The tough economy means many recent college graduates are forced to work unpaid internships or wait tables, until they land a job in their chosen field of study.
But others are taking a different route, cobbling together freelance gigs to make ends meet. Take Yannique Joseph (pictured at left), an aspiring Queens, N.Y.,-based wardrobe stylist.
The 26-year-old is still building a portfolio of her own work, and that can mean lots of down time, since the flow of work is rarely steady.
"It's always up and down," says Joseph, who recently completed a yearlong stint as a wardrobe assistant for U.K. singing star Estelle.
To help fill those hours, Joseph recently began working for PA For A Day, a new New York City-based based staffing firm that provides personal assistant services for as little as $20 an hour (with a two-hour minimum).
Joseph gets paid about $15 to $18 an hour, depending on the task. Basic chores like grocery shopping typically pay at the low end, while secretarial work and event planning command higher hourly pay.
Working as a freelance personal assistant is a "perfect fit" with her burgeoning career in fashion, Joseph says.
The Uncertain Road To A Career
After graduating in 2007 from Hofstra University on Long Island with a degree in business entrepreneurship, Joseph landed a full-time job as a merchandise coordinator with Turkish clothier Mavi Jeans. But she was laid off in 2009. Since then, to make ends meet, she's been doing freelance gigs, including as a fashion consultant.
Joseph performs a wide variety of tasks for PA For A Day clients, from organizing a home office to personal shopping, though she prefers not to have to walk dogs. "I kinda do the ones that I know that I can do," she says.
Though she's yet to have any "bad" experiences on the job, Joseph says a recent gig that involved sorting and organizing a client's documents was a real eye-opener. The project was expected to involve just a few hours of work, but instead took nearly three full days.
The paperwork, which filled an entire home office and included everything from college and medical records to utility bills dating back six years, was nearly overwhelming. "It was the most paper I think I've ever seen," she says.
PA For A Day Founder Charell Star says that she has about 40 freelancers working for her -- 20 to 25 of them do so regularly -- although she just started the business in January. Star, a former events and public-relations professional, says each of her contract employees undergoes a reference check and is required to sign a confidentiality agreement to protect the interests of clients.

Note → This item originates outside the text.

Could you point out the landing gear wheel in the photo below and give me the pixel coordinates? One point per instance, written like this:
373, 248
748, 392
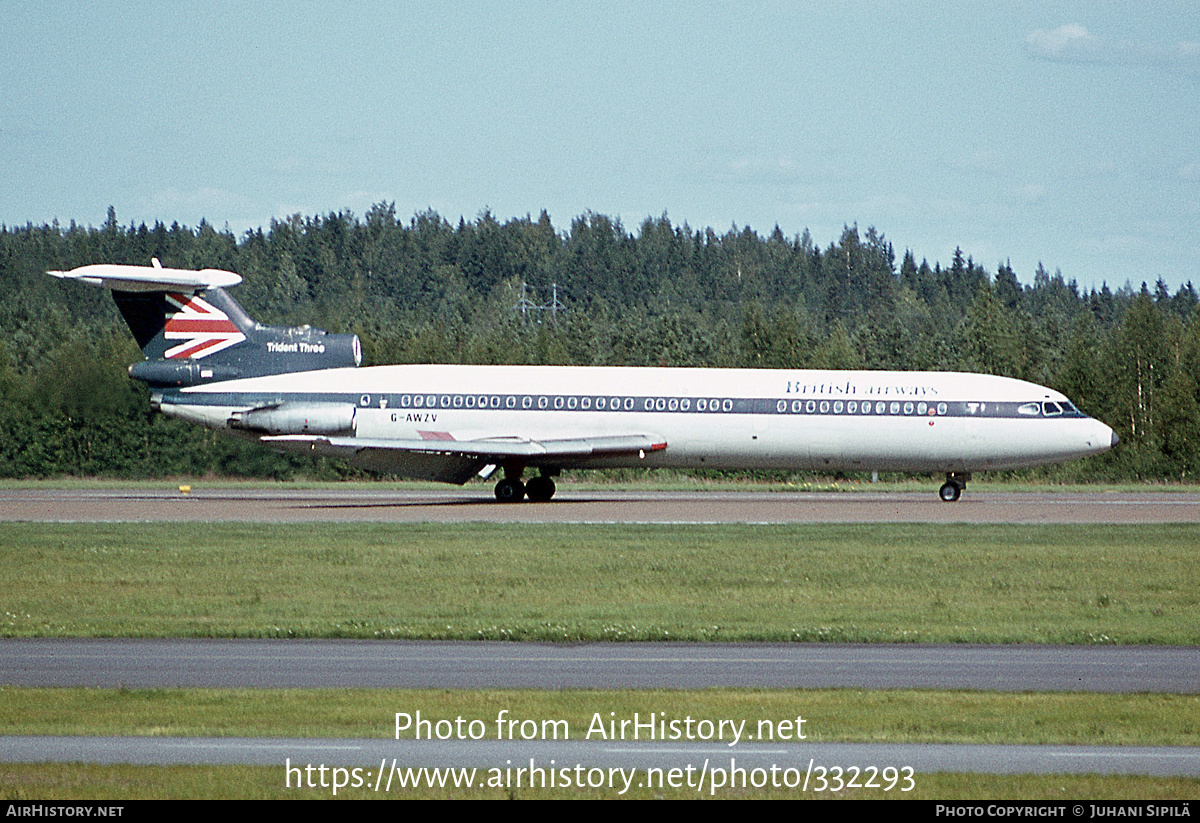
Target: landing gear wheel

Star has been aided in starting her business by an abundance of unemployed or underemployed people looking for work. Today, some 42 million U.S. workers earn income through contract labor -- that's about a third of the total workforce and more than the number of autoworkers, teachers and doctors combined, according to Freelancers Union, a New York City-based organization that provides resources to independent workers, including health insurance.
Freelancers Union's founder and Executive Director Sara Horowitz expects the number of freelancers to grow. "Essentially, people are working by putting together projects and gigs and jobs," she told KABC-TV in an April interview.

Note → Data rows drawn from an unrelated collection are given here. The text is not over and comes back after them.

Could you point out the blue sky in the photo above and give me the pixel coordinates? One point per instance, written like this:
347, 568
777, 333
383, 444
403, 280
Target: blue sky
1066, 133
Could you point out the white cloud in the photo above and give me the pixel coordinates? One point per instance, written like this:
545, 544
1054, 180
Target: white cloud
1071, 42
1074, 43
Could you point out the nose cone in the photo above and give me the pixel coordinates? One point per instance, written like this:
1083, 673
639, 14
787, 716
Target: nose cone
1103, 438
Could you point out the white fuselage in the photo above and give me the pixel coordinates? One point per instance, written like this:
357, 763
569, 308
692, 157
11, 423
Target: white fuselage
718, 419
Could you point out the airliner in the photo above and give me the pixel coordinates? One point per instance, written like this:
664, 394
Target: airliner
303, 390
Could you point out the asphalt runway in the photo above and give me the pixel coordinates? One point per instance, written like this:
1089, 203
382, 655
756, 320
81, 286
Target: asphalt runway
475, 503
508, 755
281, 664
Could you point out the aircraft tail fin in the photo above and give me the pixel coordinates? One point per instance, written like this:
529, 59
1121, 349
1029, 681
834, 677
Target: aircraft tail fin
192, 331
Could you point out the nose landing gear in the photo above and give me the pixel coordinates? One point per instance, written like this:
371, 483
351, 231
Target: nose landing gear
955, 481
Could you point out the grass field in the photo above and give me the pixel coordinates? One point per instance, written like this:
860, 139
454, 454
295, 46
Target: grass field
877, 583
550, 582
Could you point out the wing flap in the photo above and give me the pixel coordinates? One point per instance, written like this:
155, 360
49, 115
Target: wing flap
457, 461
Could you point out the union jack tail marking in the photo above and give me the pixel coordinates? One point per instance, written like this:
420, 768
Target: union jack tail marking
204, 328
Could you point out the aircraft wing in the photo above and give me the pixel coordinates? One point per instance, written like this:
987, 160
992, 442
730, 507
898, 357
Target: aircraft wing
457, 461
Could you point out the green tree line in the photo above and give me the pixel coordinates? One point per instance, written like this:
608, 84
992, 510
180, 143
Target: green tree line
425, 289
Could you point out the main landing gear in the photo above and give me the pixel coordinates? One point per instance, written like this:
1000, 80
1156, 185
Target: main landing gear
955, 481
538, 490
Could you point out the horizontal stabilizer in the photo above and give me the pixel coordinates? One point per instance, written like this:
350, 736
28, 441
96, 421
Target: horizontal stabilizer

As for Joseph, she says that for now earning a living by pulling together jobs here and there works for her, though she's concerned about being able to afford health insurance.
Being unemployed can be devastating for anyone, but Joseph says the adversity opened a new door of opportunity to explore her dream to become a freelance fashion stylist -- not something she might have discovered in a cushy full-time job.
Or as she puts it: "I know this is where it's at."